A spokesman for the SEC declined to comment on the petition.

“Investors need to be able to accurately judge what companies are doing” and the impact their actions have on the environment, said Julie Gorte, senior vice president of sustainable investing at Pax World Funds. “Concern about climate change means there is a huge amount of money flowing into sustainable investments, and there’s a substantial benefit to companies that can claim their product reduces greenhouse gas emissions.” Pax World focuses on the environmental risks and opportunities for investors in the transition from fossil fuels to other energy sources.

“Investors need the SEC to establish standards for disclosures for so-called low carbon products and services, as companies can currently claim they have zero emissions when in fact their emissions can be significant,” she added.

The partnership examined claims about emissions and climate benefits by 10 United States companies representing a spectrum of products and fuels made from biomass and “found that, while all the companies claimed their products reduce greenhouse gas emissions, none fully substantiated these claims, and the majority appeared to arrive at this conclusion by not counting emissions from use or combustion of biomass,” the partnership said.

“Additionally, the companies did not consistently disclose risks to investors from potential reductions in subsidies that support biomass fuels and energy, and most failed to warn investors of reputational risks if use of these products becomes more controversial,” the partnership continued. The petition asks for the SEC to develop consistent standards concerning claims that bio-based fuels and products reduce greenhouse gas emissions.

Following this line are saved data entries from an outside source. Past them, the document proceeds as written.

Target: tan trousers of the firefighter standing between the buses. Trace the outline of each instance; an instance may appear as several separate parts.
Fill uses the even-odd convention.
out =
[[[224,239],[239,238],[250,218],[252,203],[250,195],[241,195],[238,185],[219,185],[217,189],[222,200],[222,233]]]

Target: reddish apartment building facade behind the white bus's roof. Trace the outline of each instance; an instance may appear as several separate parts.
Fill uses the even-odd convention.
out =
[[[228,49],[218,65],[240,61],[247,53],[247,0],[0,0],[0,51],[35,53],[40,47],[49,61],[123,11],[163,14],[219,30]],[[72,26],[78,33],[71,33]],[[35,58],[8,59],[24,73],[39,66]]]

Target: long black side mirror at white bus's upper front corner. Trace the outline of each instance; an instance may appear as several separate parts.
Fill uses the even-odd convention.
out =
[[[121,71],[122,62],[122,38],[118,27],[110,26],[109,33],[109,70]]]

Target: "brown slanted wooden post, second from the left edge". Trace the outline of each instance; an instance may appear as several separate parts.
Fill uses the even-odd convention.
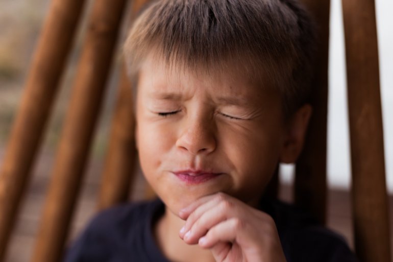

Andy Behar, CEO of As You Sow, a nonprofit that signed the petition and  focuses on environmental issues and shareholder advocacy, said, “Calling companies that use trees for energy generation ‘zero carbon’ or ‘clean’ is only possible because of technical loopholes or discredited science.”

“Investors, including institutional investors and pension funds, expect more information than they did in the past,” Gorte said.

Investors need to know if they are accomplishing what they want to accomplish, which is to reduce greenhouse gas emissions, said Behar. If they are investing in commodities that are reported as having zero emissions, when they in fact do have greenhouse gas emissions, the investors are being misled, he explained.

“Investors could be hurt twice,” added Dusty Horwitt, senior counsel for the partnership and author of the report. They are not helping reduce greenhouse gas emissions, and “there is a financial risk if the company does not perform as advertised.”